The Cork visit marks the close of the first stage in the history of the Convention. At the opening of our session there it was decided to appoint a Grand Committee of twenty, whose task should be, “if possible, to prepare a scheme for submission to the Convention, which would meet the views and difficulties expressed by the different speeches during the course of the debate.” The Convention itself, after its deliberations of that week, would adjourn until the Committee was in a position to report. This second stage, purely of committee work, was to last much longer than anyone anticipated: the Convention did not reassemble till the week before Christmas. If that length of adjournment had been foreseen, the Committee would never have been appointed.

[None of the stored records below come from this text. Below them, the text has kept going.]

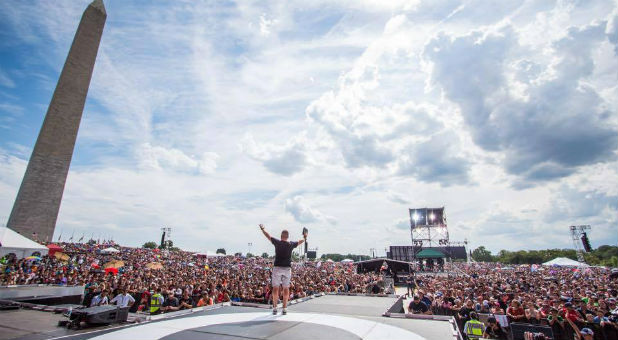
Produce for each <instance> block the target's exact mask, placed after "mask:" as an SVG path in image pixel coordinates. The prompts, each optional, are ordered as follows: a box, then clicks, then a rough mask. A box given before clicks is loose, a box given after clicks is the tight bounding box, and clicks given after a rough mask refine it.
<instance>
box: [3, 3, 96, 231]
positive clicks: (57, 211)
mask: <svg viewBox="0 0 618 340" xmlns="http://www.w3.org/2000/svg"><path fill="white" fill-rule="evenodd" d="M106 18H107V13H106V12H105V6H104V5H103V1H102V0H95V1H93V2H92V3H91V4H90V5H89V6H88V8H86V10H85V11H84V14H83V15H82V19H81V21H80V22H79V26H78V27H77V32H76V33H75V37H74V38H73V44H72V45H71V49H70V50H69V55H68V56H67V59H66V61H65V62H64V67H63V68H62V73H60V78H59V79H58V84H57V85H56V89H55V90H54V94H53V96H52V99H51V102H50V103H49V108H48V109H47V114H46V115H45V120H44V121H43V126H42V127H41V131H40V132H39V137H38V138H37V140H36V144H35V145H34V150H33V151H32V156H30V161H29V162H28V167H27V168H26V174H25V175H24V179H23V180H22V183H21V186H20V188H19V192H18V193H17V198H16V199H15V204H14V205H13V210H12V211H11V216H10V217H9V221H8V223H7V227H8V228H11V229H13V230H15V231H17V232H19V233H20V234H22V235H23V236H26V237H30V238H34V236H35V235H34V233H36V238H37V239H39V240H41V241H51V239H52V237H53V235H54V229H55V228H56V219H57V218H58V211H59V209H60V201H61V200H62V193H63V191H64V185H65V182H66V179H67V174H68V172H69V166H70V165H71V158H72V156H73V149H74V147H75V139H76V138H77V130H78V129H79V123H80V121H81V118H82V113H83V111H84V104H85V103H86V95H87V94H88V87H89V85H90V78H91V77H92V70H93V68H94V62H95V59H96V58H97V51H98V50H99V43H100V41H101V35H102V34H103V27H104V26H105V20H106Z"/></svg>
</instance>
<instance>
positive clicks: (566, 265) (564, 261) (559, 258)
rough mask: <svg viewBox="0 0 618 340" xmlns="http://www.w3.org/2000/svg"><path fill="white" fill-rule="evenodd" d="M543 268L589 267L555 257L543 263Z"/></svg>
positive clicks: (568, 259) (557, 257)
mask: <svg viewBox="0 0 618 340" xmlns="http://www.w3.org/2000/svg"><path fill="white" fill-rule="evenodd" d="M543 265H544V266H563V267H589V266H588V265H587V264H585V263H581V262H577V261H575V260H571V259H568V258H566V257H556V258H555V259H553V260H551V261H548V262H545V263H543Z"/></svg>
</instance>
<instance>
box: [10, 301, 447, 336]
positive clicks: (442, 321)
mask: <svg viewBox="0 0 618 340" xmlns="http://www.w3.org/2000/svg"><path fill="white" fill-rule="evenodd" d="M396 301H397V298H395V297H374V296H344V295H326V296H322V297H316V298H313V299H309V300H307V301H304V302H299V303H295V304H293V305H290V306H289V307H288V315H281V309H279V314H278V315H272V313H271V310H270V309H268V308H256V307H249V306H231V305H223V306H218V307H216V308H211V309H208V310H197V309H195V310H194V311H193V312H192V313H188V314H184V315H178V316H173V315H170V314H166V315H162V316H157V317H153V320H151V321H147V322H143V323H139V324H128V325H127V324H125V325H111V326H107V327H102V328H95V329H93V328H90V329H82V330H79V331H74V330H66V329H63V328H59V327H55V329H54V326H55V324H56V323H57V321H58V320H60V319H61V316H59V315H54V314H49V313H48V315H49V318H50V320H49V321H47V320H37V321H36V322H35V323H32V321H33V320H32V319H30V318H29V317H28V316H27V315H23V317H24V320H18V319H19V317H20V316H19V315H17V314H14V315H13V316H12V317H11V318H10V319H11V323H12V325H11V326H10V327H13V328H16V329H17V328H19V329H22V328H25V327H20V326H19V324H28V325H29V328H30V331H31V333H29V334H23V333H22V332H24V330H21V331H20V332H14V333H13V336H10V334H6V333H4V332H2V333H3V334H2V335H1V336H0V338H2V339H15V340H35V339H36V340H39V339H41V340H42V339H67V340H82V339H96V340H124V339H165V340H182V339H192V340H214V339H217V340H240V339H263V340H283V339H298V340H301V339H310V340H319V339H341V340H348V339H388V340H393V339H407V340H423V339H425V340H451V339H456V337H454V329H453V326H452V323H450V322H449V321H445V320H417V319H409V318H404V317H401V315H399V316H400V317H385V316H383V314H385V313H386V312H387V311H388V310H389V308H390V307H391V306H392V305H393V304H395V302H396ZM17 312H24V313H26V312H29V313H44V312H36V311H14V313H17ZM3 313H11V311H7V312H0V330H4V329H2V327H3V326H4V324H5V322H4V321H5V320H6V318H5V316H6V315H7V314H3ZM51 319H53V320H51ZM26 329H27V328H26ZM7 335H8V337H7Z"/></svg>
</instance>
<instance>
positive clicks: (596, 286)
mask: <svg viewBox="0 0 618 340" xmlns="http://www.w3.org/2000/svg"><path fill="white" fill-rule="evenodd" d="M453 266H454V268H452V269H453V270H454V271H455V272H458V273H461V275H459V276H458V277H457V279H456V280H454V279H453V278H452V277H450V276H449V275H446V274H431V275H416V277H415V280H410V284H411V286H412V287H411V288H413V290H414V293H411V294H414V299H412V302H411V304H410V307H409V308H410V309H411V310H410V312H411V313H425V314H431V313H432V314H441V315H453V316H455V317H456V319H457V321H458V323H459V325H460V329H464V328H465V323H466V322H468V321H470V320H472V319H473V318H474V319H476V320H478V319H479V318H480V317H481V316H484V321H485V325H484V327H485V328H487V329H489V328H490V327H492V326H493V327H494V328H495V329H494V331H495V332H496V333H498V334H493V336H492V338H493V337H496V338H506V334H500V333H502V331H503V330H504V328H505V327H500V325H501V324H502V326H508V325H509V324H510V323H513V322H519V323H527V324H532V325H543V326H548V327H551V328H552V330H553V334H554V338H555V339H557V340H561V339H565V340H566V339H568V340H571V339H574V336H575V338H577V337H578V336H579V337H582V338H584V335H585V334H584V333H586V332H591V333H593V334H589V336H592V338H594V339H599V340H601V339H602V340H617V339H618V323H617V321H618V317H617V313H618V309H617V306H616V302H617V299H618V282H617V281H616V280H612V279H611V278H610V271H609V269H607V268H595V267H586V268H574V267H545V266H538V265H520V266H517V267H510V266H506V265H504V264H499V263H471V264H467V263H460V264H453ZM425 307H426V308H425ZM492 324H493V325H492ZM494 331H490V332H494ZM582 332H583V333H582Z"/></svg>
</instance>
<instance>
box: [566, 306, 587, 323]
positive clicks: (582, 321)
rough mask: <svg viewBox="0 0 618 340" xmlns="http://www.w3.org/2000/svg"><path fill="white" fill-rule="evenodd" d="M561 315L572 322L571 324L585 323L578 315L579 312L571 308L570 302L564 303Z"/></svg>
mask: <svg viewBox="0 0 618 340" xmlns="http://www.w3.org/2000/svg"><path fill="white" fill-rule="evenodd" d="M563 314H564V318H565V319H567V320H569V321H572V322H584V321H585V320H584V319H583V318H582V316H581V314H579V312H577V311H576V310H575V309H574V308H573V304H572V303H571V302H566V303H565V304H564V310H563Z"/></svg>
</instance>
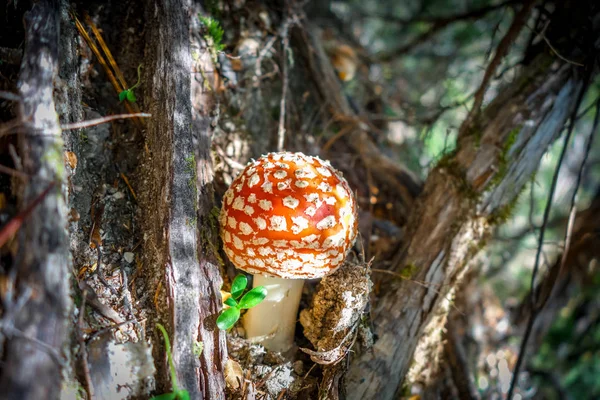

Mr. Lysaght in his first address to the Convention had pressed upon us the view that Sinn Fein could be won. But he warned us also (with such emphasis that some speakers afterwards resented it as a threat) that if the Convention produced no result, or an unacceptable result, or provoked suspicion by delay, the result would be a revolution. Already impatience was growing. We could publish no account of our proceedings: but it became known inevitably that we had not as yet reached one operative conclusion in our task of Constitution building.
At Cork, Sir Horace Plunkett made an encouraging speech at the public luncheon; he announced the appointment of our Committee, which certainly looked like business. But only when we got to detail did men fully realize the difficulties and the embarrassing nature of the position.
The Ashe affair had done more harm than we knew. When the Primate was making the hopeful speech from which a few words have already been quoted, he spoke also of our experience as having been a process of mutual education, which we needed to extend beyond our own assembly. He promised his help in this, and it was felt that Ulstermen generally were on their honour to report well of what they commended in our presence. They were, it seems, at least as good as their word; the Committee behind them was favourably impressed, and when we went to Cork—so I have been informed—the question of giving the delegates full powers to negotiate was under discussion. But this mood was dissipated by the angry temper in all sections which arose out of the imprisonments, the hunger-strikes, the penalties imposed, and the successive concessions to violent resistance.